4. Sublessee shall deliver to Sublessor at the time of
execution of this Sublease Agreement $10,141.08 to be held by
Sublessor as security for the full and faithful performance by
Sublessee of all the agreements, terms, covenants and conditions
set forth herein and applied against expenses or other costs or
damages incurred by Sublessor and to be payable as damages and
not as penalty, upon forfeiture, default or early termination
without prejudice to any further claims by Sublessor for damages
and any remedy for recovery thereof In the event Sublessee
observes and performs the terms and conditions of this Sublease
Agreement, such money shall be returned to Sublessee following
expiration of the Term or any renewals or extensions, as
applicable. Sublessor agrees to pay and restore to Landlord the
previous security deposit used by Sublessor to cover previous
unpaid rent.
5. Sublessee shall pay Sublessor interest on all Overdue
rent, all such interest to be calculated from the date upon which
the amount is first due hereunder until actual payment thereof
and at a rate being the lesser of five percent (5%) per annum in
excess of the minimum lending rate charged to prime commercial
borrowers by Sublessor's bank from time to time or the rate
permitted by law. All rent payable by Sublessee to Sublessor
shall be paid without deduction, set-off or abatement except as
herein expressly provided.
6. Sublessee shall use the Premises exclusively for the
purposes allowed by the Main Lease, and shall conduct its
business on the Premises within the same hours of operation as
Sublessor.
7. Sublessee hereby acknowledges that Sublessor is now
leasing the Premises from Landlord under the Main Lease, and the
parties hereto expressly agree that the Main Lease is
incorporated herein by reference as fully as if its terms and
provisions were herewith set forth in full. Capitalized terms
used herein and not otherwise defined shall have the meanings set
forth in the Main Lease. Except as modified herein, Sublessee
agrees to assume and be bound by all responsibilities and duties
as Sublessor has under the Main Lease. Except as modified herein,
Sublessee shall have the same rights and privileges as Sublessor
has under the Main Lease and Sublessor shall further have the
same rights and privileges as Landlord has under the Main Lease,
where applicable. Except as modified herein, Sublessee agrees to
fully indemnify and hold harmless Sublessor from any
responsibility or liability which Sublessor may incur under the
Main Lease by virtue of this Sublease Agreement or Sublessee's
occupancy of the Premises.
8. If Sublessee shall default in the payment when due of
the monthly rent, or in the payment of any other payment required
under the Main Lease or hereunder, or shall default in the
payment of any other obligations from Sublessee to Sublessor,
Sublessor or other agents and employees of Sublessor may, without
notice if said default is in the payment of rent or other
monetary obligations, or, if said default is any non-monetary
default, upon five (5) days written notice to Sublessee, during
which five (5) days such default is not corrected, terminate this
Sublease and/or immediately or at any time thereafter, reenter
the Premises and remove all persons and all or any property
therefrom. Removal may be either by summary dispossession
E-73
<PAGE>
proceedings or by any suitable action or proceeding at law, or by
force or otherwise, without Sublessor being
liable to indictment, prosecution or damages therefor, and
Sublessor may repossess, hold and enjoy the Premises, as the
former estate of Sublessor, together with all additions,
alterations and improvements thereto. Notwithstanding the above,
such recourse shall not be contrary to Florida law.
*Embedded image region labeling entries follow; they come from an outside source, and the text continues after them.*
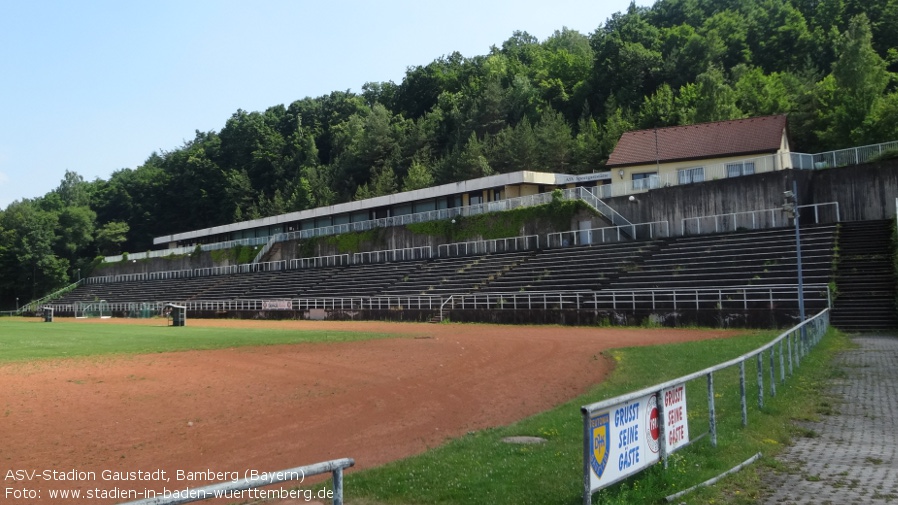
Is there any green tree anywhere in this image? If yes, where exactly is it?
[96,221,128,256]
[402,159,433,191]
[692,67,742,123]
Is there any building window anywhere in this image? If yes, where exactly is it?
[677,167,705,184]
[727,161,755,177]
[633,172,660,190]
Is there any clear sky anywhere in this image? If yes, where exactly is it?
[0,0,653,209]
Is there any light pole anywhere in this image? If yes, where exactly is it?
[783,180,805,345]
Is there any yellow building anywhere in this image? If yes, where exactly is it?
[602,115,791,196]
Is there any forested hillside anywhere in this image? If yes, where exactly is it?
[0,0,898,307]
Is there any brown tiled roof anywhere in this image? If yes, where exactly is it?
[606,115,786,167]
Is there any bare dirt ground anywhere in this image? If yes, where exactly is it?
[0,319,733,504]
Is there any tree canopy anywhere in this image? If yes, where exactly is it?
[0,0,898,306]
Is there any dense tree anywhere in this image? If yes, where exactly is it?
[821,14,890,147]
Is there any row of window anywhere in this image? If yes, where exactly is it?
[633,161,755,190]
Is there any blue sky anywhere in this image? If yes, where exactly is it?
[0,0,653,209]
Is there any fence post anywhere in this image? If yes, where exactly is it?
[332,468,343,505]
[780,340,786,385]
[739,360,748,428]
[786,334,794,377]
[649,389,667,470]
[708,372,717,447]
[758,352,764,409]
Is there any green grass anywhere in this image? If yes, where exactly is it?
[345,326,845,505]
[0,318,391,362]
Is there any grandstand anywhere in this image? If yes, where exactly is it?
[43,138,898,330]
[53,220,837,326]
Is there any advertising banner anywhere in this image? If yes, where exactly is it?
[588,384,689,492]
[262,300,293,310]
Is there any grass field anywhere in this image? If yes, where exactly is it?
[346,324,847,505]
[0,317,391,362]
[0,318,847,505]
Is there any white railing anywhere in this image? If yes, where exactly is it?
[792,141,898,170]
[352,246,433,265]
[103,236,271,263]
[580,309,829,505]
[290,254,349,270]
[437,235,539,258]
[680,202,840,236]
[252,235,278,263]
[565,188,633,230]
[48,284,830,313]
[105,141,898,263]
[546,221,670,247]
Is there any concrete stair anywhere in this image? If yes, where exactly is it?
[830,220,898,332]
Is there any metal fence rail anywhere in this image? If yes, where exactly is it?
[437,235,539,254]
[352,245,433,265]
[580,309,829,505]
[546,221,670,247]
[680,202,841,236]
[121,458,355,505]
[47,284,830,315]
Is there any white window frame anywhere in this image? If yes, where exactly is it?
[677,167,705,184]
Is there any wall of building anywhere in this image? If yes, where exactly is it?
[92,160,898,276]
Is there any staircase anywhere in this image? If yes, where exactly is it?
[830,220,898,332]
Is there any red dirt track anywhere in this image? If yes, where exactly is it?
[0,319,733,504]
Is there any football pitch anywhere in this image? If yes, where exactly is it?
[0,318,749,503]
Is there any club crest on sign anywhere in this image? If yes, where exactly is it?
[589,412,611,479]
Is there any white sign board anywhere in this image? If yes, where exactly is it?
[588,384,689,492]
[664,384,689,453]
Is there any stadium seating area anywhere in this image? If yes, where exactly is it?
[54,225,836,312]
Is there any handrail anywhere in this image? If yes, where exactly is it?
[580,309,830,505]
[120,458,355,505]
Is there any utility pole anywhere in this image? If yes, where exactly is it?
[783,179,806,345]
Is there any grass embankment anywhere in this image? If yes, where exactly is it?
[345,324,847,505]
[0,318,390,363]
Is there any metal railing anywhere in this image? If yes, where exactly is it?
[121,458,355,505]
[290,254,350,270]
[680,202,840,236]
[580,309,829,505]
[792,141,898,170]
[105,141,898,263]
[546,221,670,247]
[565,188,635,231]
[352,245,433,265]
[437,235,539,258]
[16,279,84,315]
[252,235,278,263]
[43,284,830,315]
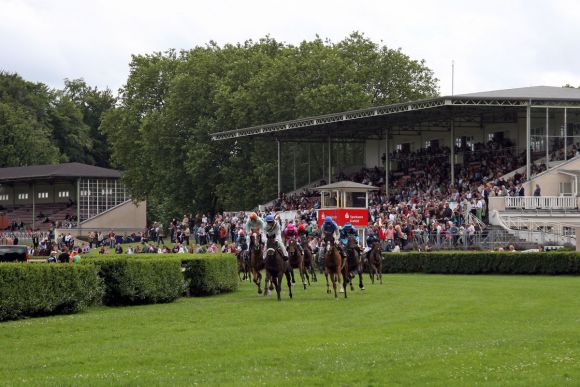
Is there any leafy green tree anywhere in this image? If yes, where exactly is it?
[63,79,117,168]
[0,72,59,167]
[101,33,438,221]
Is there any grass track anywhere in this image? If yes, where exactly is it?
[0,274,580,386]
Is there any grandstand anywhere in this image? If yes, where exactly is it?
[0,163,146,236]
[212,86,580,247]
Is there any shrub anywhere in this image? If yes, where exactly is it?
[185,254,239,296]
[84,255,185,305]
[0,263,103,321]
[383,251,580,275]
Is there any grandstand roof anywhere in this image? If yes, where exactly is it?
[0,163,121,181]
[315,180,379,192]
[211,86,580,142]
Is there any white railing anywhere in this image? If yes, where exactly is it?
[505,196,578,210]
[496,211,579,246]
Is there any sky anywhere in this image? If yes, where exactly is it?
[0,0,580,95]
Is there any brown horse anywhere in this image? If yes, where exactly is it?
[300,235,318,285]
[264,236,292,301]
[238,250,252,281]
[249,233,268,294]
[324,237,348,299]
[367,242,383,285]
[288,239,310,290]
[345,235,365,291]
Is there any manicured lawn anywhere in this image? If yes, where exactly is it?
[0,275,580,386]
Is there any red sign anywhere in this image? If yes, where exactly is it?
[318,208,369,226]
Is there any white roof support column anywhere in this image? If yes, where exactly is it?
[386,129,389,199]
[526,100,532,180]
[546,108,550,171]
[449,119,455,185]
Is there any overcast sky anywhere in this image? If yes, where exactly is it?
[0,0,580,95]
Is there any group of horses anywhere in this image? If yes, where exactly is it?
[238,234,383,301]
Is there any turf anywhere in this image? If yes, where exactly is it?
[0,274,580,386]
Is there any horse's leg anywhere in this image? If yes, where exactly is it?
[358,266,365,290]
[338,269,352,298]
[276,273,282,301]
[286,271,292,299]
[252,268,262,294]
[298,260,310,290]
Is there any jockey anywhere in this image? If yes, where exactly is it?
[284,223,304,254]
[340,223,359,250]
[321,216,339,242]
[264,215,288,261]
[236,230,248,253]
[364,232,379,254]
[245,212,266,246]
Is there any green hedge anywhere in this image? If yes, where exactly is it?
[0,263,103,321]
[185,254,240,296]
[383,251,580,275]
[83,255,185,305]
[81,253,239,296]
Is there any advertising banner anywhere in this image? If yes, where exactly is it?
[318,208,369,227]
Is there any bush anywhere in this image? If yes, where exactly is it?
[383,251,580,275]
[185,254,239,296]
[0,263,103,321]
[83,255,185,305]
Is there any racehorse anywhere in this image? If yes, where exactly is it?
[288,239,310,290]
[264,235,292,301]
[324,236,348,299]
[238,250,252,281]
[345,235,365,291]
[367,242,383,285]
[300,235,318,285]
[249,233,268,294]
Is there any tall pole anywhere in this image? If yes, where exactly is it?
[449,118,455,185]
[276,139,282,197]
[385,129,389,200]
[292,144,296,191]
[328,136,332,184]
[546,108,550,171]
[308,143,311,185]
[32,183,36,231]
[526,100,532,180]
[451,60,455,96]
[564,108,568,161]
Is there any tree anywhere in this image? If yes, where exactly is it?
[101,33,437,221]
[0,72,59,167]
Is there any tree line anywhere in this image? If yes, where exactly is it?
[0,33,438,219]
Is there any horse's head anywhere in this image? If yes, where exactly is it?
[346,235,358,248]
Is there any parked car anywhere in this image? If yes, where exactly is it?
[0,246,30,262]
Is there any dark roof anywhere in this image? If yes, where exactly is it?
[0,163,121,181]
[315,180,378,192]
[211,86,580,142]
[456,86,580,100]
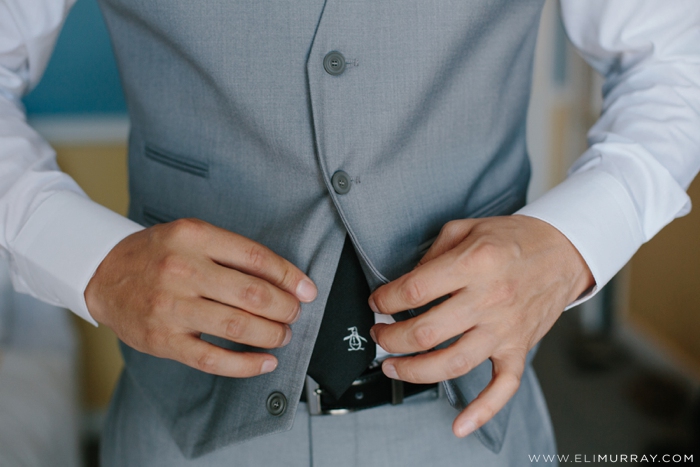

9. Sublessee shall name Sublessor and Landlord as
additional insureds under all of Sublessee's insurance policies
required to be obtained and maintained during the term of the
Sublease, including but not limited to liability, fire, workers'
compensation and such other forms of insurance as are required
under the terms of the Main Lease. Sublessee shall deliver copies
of all such policies or certificates of insurance to Sublessor
prior to execution of this Sublease Agreement in accordance with
the terms of the Main Lease.
10. Sublessee understands and agrees that this is a lease
of space only, and Sublessor assumes no liability for any of
Sublessee's property, including without limitation, any
destruction, damage or theft of the property while being stored
in the leased space. Sublessee represents and warrants that it
has adequate insurance to cover loss or destruction of its
property and that its insurance policy contains a waiver of
subrogation rights such that its 'insurance company (and any
other third party) shall not have any right of recovery for any
amount paid by such insurance company for damages for loss or
destruction to its property at the Main Premises. Sublessee
agrees to have its property damage insurance company waive any
right -to subrogation that it may have
against Sublessor. Sublessee agrees to indemnify and hold
Sublessor harmless from any damage, loss or injury resulting from
Sublessee's occupancy of the Premises, including without
limitation, any attorney's fees or other costs associated with
any claim or action involving the property or breach of the terms
of this Sublease. Notwithstanding the above, Sublessor must
maintain insurance in accordance with the Main Lease.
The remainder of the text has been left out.